Researchers at Taiwan’s Industrial Technology Research Institute (ITRI) and the US company Ganvix have extended their existing collaboration to further develop short-wavelength vertical-cavity surface-emitting lasers (VCSELs).
Based around porous gallium nitride (GaN) semiconductor materials, the approach has already resulted in blue emitters, with the partnership now looking to target green wavelengths and the production of VCSEL arrays.
It is hoped that the “phase II” effort will help deliver tiny arrays of red, green, and blue VCSELs suitable for mass production and deployment in emerging extended reality applications.
RGB VCSEL engines
“GaN VCSELs operating in the blue wavelength range have been demonstrated successfully based on the close collaboration between Ganvix’s design and ITRI manufacturability,” announced the two parties, adding that the next phase of development would include qualification testing and packaging of lasers and arrays, alongside the push for green wavelengths.
“The target markets include consumer electronics, industrial, medical and life sciences, communications and metaverse applications such as augmented reality (AR),” they added.
“Near-term applications include red, green, and blue VCSEL light engines for laser scanning displays, lasers, and laser arrays for free space and polymer fiber-based communications.”
Similar to the Cambridge, UK, company Porotech, Ganvix is looking to exploit the behavior of porous GaN semiconductor material to deliver compact, lightweight VCSELs emitting between ultraviolet and green wavelengths.
The company cites superior wavelength control, a smaller spot size, and better array architectures as examples of the advantages offered by the approach.
ITRI, which has been instrumental in the development of LEDs and laser diodes for mass production in the past, is looking at how to accelerate Ganvix’s time to market.
“The resulting products will address the nascent opportunity for high-performance and low-cost GaN VCSELs in the billion-dollar global markets,” said the pair.

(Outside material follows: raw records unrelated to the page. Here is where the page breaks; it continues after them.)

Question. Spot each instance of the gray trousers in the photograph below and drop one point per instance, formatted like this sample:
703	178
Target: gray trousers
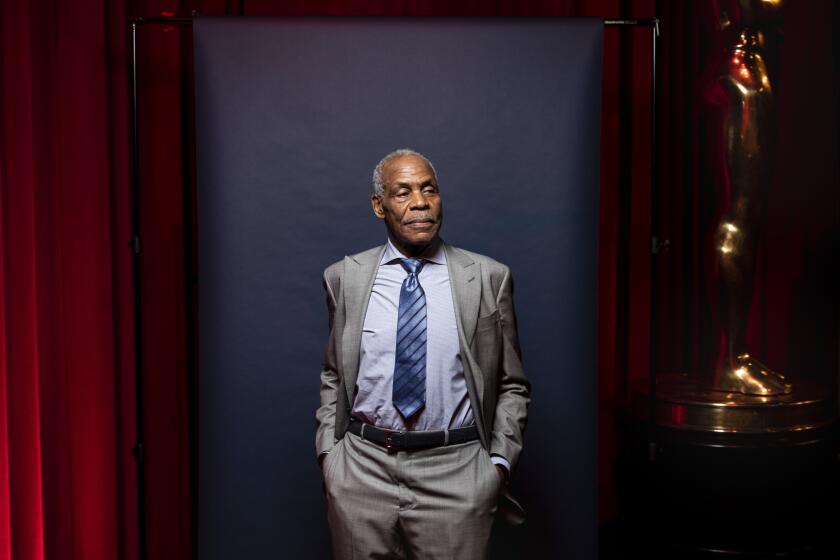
426	504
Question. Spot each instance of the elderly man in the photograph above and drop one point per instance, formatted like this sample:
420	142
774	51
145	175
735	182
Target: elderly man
423	397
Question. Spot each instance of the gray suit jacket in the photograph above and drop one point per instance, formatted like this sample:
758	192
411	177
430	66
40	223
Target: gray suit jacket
499	392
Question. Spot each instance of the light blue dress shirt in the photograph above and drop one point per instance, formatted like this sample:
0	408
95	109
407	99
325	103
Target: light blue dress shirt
447	403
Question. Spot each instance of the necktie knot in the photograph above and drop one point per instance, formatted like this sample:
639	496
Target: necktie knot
412	266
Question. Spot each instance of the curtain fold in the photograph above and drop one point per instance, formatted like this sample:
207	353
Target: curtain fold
66	474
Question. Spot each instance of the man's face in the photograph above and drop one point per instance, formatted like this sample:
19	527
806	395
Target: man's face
411	205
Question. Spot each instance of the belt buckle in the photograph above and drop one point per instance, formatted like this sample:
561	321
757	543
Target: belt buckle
389	444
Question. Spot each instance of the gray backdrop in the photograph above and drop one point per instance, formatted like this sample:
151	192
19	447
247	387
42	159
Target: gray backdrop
292	116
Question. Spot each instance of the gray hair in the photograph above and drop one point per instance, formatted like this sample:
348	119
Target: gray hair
379	180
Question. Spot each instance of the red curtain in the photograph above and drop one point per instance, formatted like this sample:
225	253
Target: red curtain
68	482
67	479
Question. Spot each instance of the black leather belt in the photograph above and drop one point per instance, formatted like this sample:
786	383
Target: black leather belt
405	441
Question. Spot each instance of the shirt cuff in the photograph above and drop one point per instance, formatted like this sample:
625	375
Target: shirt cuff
499	460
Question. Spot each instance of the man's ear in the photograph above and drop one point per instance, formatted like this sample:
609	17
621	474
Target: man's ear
376	204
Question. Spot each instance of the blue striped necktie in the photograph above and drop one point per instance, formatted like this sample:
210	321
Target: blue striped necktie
409	394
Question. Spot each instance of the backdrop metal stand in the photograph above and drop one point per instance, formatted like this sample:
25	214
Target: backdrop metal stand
657	246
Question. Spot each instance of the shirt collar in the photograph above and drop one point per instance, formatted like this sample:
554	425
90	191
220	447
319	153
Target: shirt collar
434	253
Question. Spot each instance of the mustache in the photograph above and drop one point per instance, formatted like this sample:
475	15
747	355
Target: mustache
416	219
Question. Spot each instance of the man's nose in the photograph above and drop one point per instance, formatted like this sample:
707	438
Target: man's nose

Nanocomposite Bragg reflectors
Although VCSELs based on gallium arsenide (GaAs) were developed more than two decades ago, and now represent one of the fastest-growing technologies in electro-optics, accessing shorter wavelengths has proved much more challenging.
“For these applications, GaN is required, but there has been no commercially viable solution to form the laser cavity mirrors required until now,” say the collaborators. “Ganvix has solved this problem using nano-porous technology to engineer the optical properties of GaN.”

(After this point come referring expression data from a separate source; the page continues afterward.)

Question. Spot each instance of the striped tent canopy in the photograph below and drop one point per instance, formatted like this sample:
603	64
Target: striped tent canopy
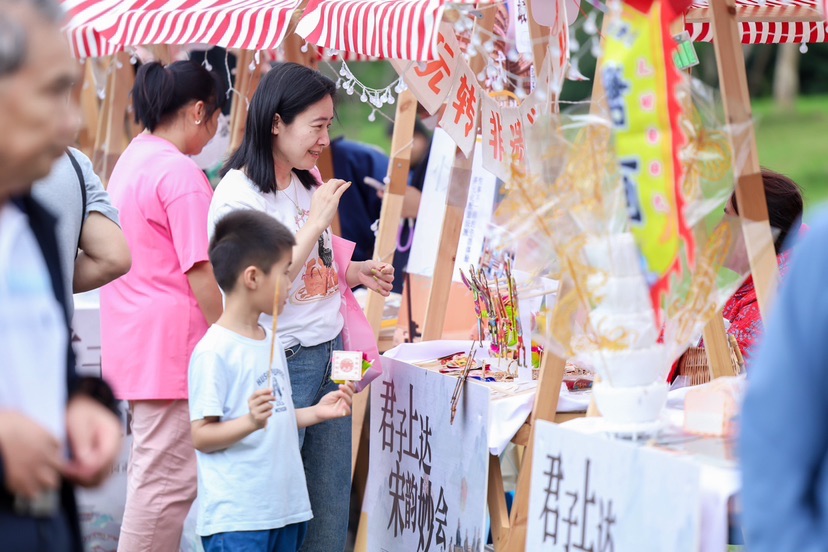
765	21
359	29
83	36
114	24
395	29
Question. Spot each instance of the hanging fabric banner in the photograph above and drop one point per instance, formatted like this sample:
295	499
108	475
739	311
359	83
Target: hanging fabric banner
515	141
460	117
640	78
430	82
495	142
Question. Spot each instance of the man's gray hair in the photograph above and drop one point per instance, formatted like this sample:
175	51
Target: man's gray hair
13	35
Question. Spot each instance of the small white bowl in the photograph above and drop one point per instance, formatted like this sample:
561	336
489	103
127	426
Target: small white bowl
631	368
630	405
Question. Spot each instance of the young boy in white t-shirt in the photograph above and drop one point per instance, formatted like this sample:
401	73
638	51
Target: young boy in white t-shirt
252	493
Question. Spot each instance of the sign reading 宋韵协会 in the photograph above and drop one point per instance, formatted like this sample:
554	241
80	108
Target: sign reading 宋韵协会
427	483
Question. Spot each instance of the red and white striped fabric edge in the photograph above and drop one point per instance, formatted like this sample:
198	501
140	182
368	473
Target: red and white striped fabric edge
765	4
84	39
766	33
387	29
243	24
769	32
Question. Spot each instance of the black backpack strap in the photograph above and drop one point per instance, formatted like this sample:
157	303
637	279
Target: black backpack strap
82	184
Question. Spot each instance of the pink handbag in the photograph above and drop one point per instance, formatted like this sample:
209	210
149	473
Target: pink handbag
357	334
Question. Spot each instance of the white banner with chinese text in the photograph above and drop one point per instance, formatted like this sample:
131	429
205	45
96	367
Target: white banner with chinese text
477	215
593	493
427	483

Shih-Chieh Chang, General Director of ITRI’s Electronic and Optoelectronic System Research Laboratories, predicted: “For future metaverse applications, the three-primary-color VCSELs will play a key role.
“We are very happy to continue to deepen the cooperation with Ganvix and launch commercialized products, which can also drive Taiwan’s industries to enter the metaverse market.”
Ganvix CEO John Fijol added: “We are excited to announce the successful demonstration of blue VCSEL lasers using our proprietary nano porous GaN fabricated in collaboration with ITRI. This marks a critical achievement enabling commercialization of these new laser devices.”
According to the Delaware firm’s web site, the nanoporous technology enables fabrication of VCSELs entirely from epitaxially grown GaN without introducing any crystalline defects or lattice mismatch.
“The sub-wavelength nanopores result in a GaN/air nanocomposite, which has a tunable refractive index facilitating formation of high reflectivity (>99.9%) distributed Bragg reflectors (DBR) critical for VCSEL devices,” it explains.
Porotech, which raised $20 million in venture funding earlier this year and has agreed a deal with epiwafer foundry IQE, is also looking to exploit the properties of porous GaN, although so far it has targeted micro-LEDs rather than VCSELs.
Instead, the porous semiconductor structures are being engineered to emit at red, green, and blue wavelengths - meaning that each of the emitters needed for a near-eye display could be produced on a single semiconductor material platform.